不僅是夏霓裳滿臉的驚詫,就是那些妃嫔,宮人,就是一臉的震驚。
榮祚郡王,這是多麽大的福氣啊。
夜雲國的皇子一般是成親建府之後,才會封了郡王,就算是早的,也要成年之後。能夠在剛滿周歲之時,就封了郡王的,放眼望去,也就隻有一人了。
那是夜雲國第五位皇上的嫡長子,因着這位皇上和皇後帝後鹣鲽情深,自是将滿腔的熱情,都投入到了那個孩子的身上。
饒是後來,陸陸續續的還有許多的妃嫔爲那位皇上誕下皇嗣,但終究都是比不過這個的。
剛剛過了周歲,當時的皇上就将那孩子封爲郡王,并賜下封号:福慧。
福慧郡王從小就聰明伶俐,頗得皇上的喜歡。小小年紀,就知事懂禮,又是早早的啓蒙,一直是皇上心中太子的人選。
隻是,那個集了萬千寵愛于一身的福慧郡王,卻沒有像他的封号一般,福氣滿貫。在五歲的時候,終是因爲一場風寒沒有過去,而夭折了。
當時的皇後娘娘心中悲恸萬分,便是一病不起,不過是短短數月,也就撒手人寰了。
而且,皇後一生之中,除了福慧之外,卻是沒有再生下其餘的皇子。最後登基的,隻是一個&一&本&讀&小說{.{yb}{du}.}妃位所生的皇子。

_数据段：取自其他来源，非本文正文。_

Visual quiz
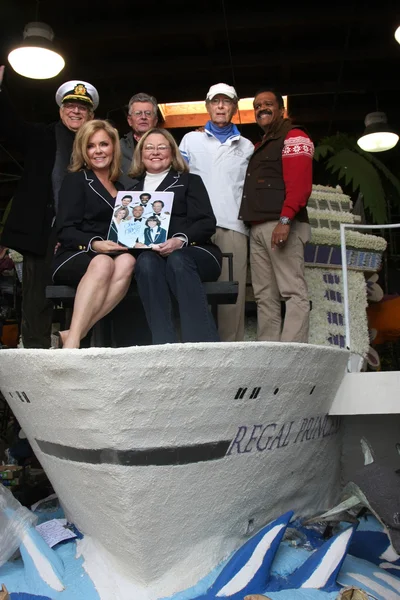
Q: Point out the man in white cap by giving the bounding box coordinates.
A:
[0,67,99,348]
[179,83,254,342]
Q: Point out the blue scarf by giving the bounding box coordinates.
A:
[204,121,240,144]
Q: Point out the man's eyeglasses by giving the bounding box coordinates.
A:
[133,110,153,117]
[63,102,89,112]
[143,144,171,152]
[210,98,233,106]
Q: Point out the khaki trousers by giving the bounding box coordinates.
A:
[250,221,311,342]
[212,227,248,342]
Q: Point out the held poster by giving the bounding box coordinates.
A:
[107,191,174,249]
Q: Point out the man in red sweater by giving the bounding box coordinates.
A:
[239,88,314,342]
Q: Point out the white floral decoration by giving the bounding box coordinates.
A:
[307,207,354,223]
[305,266,369,356]
[311,227,387,252]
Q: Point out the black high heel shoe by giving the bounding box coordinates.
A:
[51,331,63,350]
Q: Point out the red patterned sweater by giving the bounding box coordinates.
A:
[255,129,314,219]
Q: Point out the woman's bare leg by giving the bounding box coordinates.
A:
[61,254,136,348]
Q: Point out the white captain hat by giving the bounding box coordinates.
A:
[56,79,99,110]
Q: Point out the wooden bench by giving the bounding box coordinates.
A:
[46,252,239,346]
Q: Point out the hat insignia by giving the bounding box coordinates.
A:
[74,83,87,96]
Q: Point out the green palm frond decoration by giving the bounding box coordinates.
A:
[314,144,335,160]
[326,148,387,223]
[314,133,400,223]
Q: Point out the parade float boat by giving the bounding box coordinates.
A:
[0,189,400,600]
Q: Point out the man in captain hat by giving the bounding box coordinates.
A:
[0,67,99,348]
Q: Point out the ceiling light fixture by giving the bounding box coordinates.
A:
[357,112,399,152]
[8,21,65,79]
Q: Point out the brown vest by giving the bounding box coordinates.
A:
[239,119,308,223]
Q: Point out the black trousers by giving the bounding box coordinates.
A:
[135,247,221,344]
[21,228,57,348]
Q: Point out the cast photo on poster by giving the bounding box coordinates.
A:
[107,190,174,250]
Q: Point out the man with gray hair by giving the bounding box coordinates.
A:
[179,83,254,342]
[120,92,158,175]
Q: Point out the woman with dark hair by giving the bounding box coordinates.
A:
[144,217,167,246]
[129,129,222,344]
[52,120,135,348]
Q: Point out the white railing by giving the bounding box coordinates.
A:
[340,223,400,371]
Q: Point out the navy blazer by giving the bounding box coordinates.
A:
[53,170,126,270]
[130,169,222,264]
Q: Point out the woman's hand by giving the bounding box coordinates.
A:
[152,238,185,256]
[90,240,128,254]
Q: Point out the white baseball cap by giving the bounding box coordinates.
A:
[206,83,238,100]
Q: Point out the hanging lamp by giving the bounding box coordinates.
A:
[8,21,65,79]
[357,112,399,152]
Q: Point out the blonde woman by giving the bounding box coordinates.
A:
[53,120,135,348]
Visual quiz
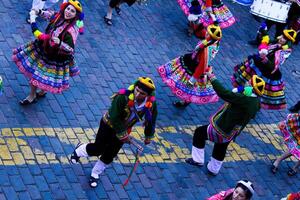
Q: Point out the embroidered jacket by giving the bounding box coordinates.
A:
[103,94,157,140]
[210,79,260,138]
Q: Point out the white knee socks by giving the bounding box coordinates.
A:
[192,146,204,164]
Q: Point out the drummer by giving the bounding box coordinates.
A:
[287,0,300,44]
[248,0,300,45]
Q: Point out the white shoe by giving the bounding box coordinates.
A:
[207,157,223,176]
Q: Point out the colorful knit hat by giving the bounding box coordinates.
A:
[207,24,222,40]
[251,75,266,96]
[60,0,84,34]
[189,0,201,15]
[283,29,297,43]
[0,76,3,95]
[119,77,155,109]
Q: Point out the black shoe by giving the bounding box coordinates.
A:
[70,143,82,164]
[115,7,121,15]
[185,158,204,167]
[19,97,37,106]
[36,92,47,99]
[271,163,278,174]
[289,103,300,113]
[104,16,112,26]
[89,176,99,188]
[26,14,31,24]
[173,101,190,108]
[248,40,259,46]
[292,70,300,77]
[288,168,297,176]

後來,就有人說,福慧年紀小,當不起那麽重的福祉,才會早早的就被上天收了回去。
所以,從那之後,夜雲國的曆代皇上,即便是再喜歡哪個妃嫔生下的皇子,也沒有過早加封的例子了。
如今,冷夜軒卻是提出要封夏霓裳的兒子爲郡王,如何能不讓衆人嘩然。
更何況,祚,又有福祚,國祚的意思。乃是一國的國之根本,代表着國家的福氣,通常都是帝王的簡稱。冷夜軒卻是将這個字,作爲了冷夜辰霖的封号,夏霓裳如何能夠冷靜的下來。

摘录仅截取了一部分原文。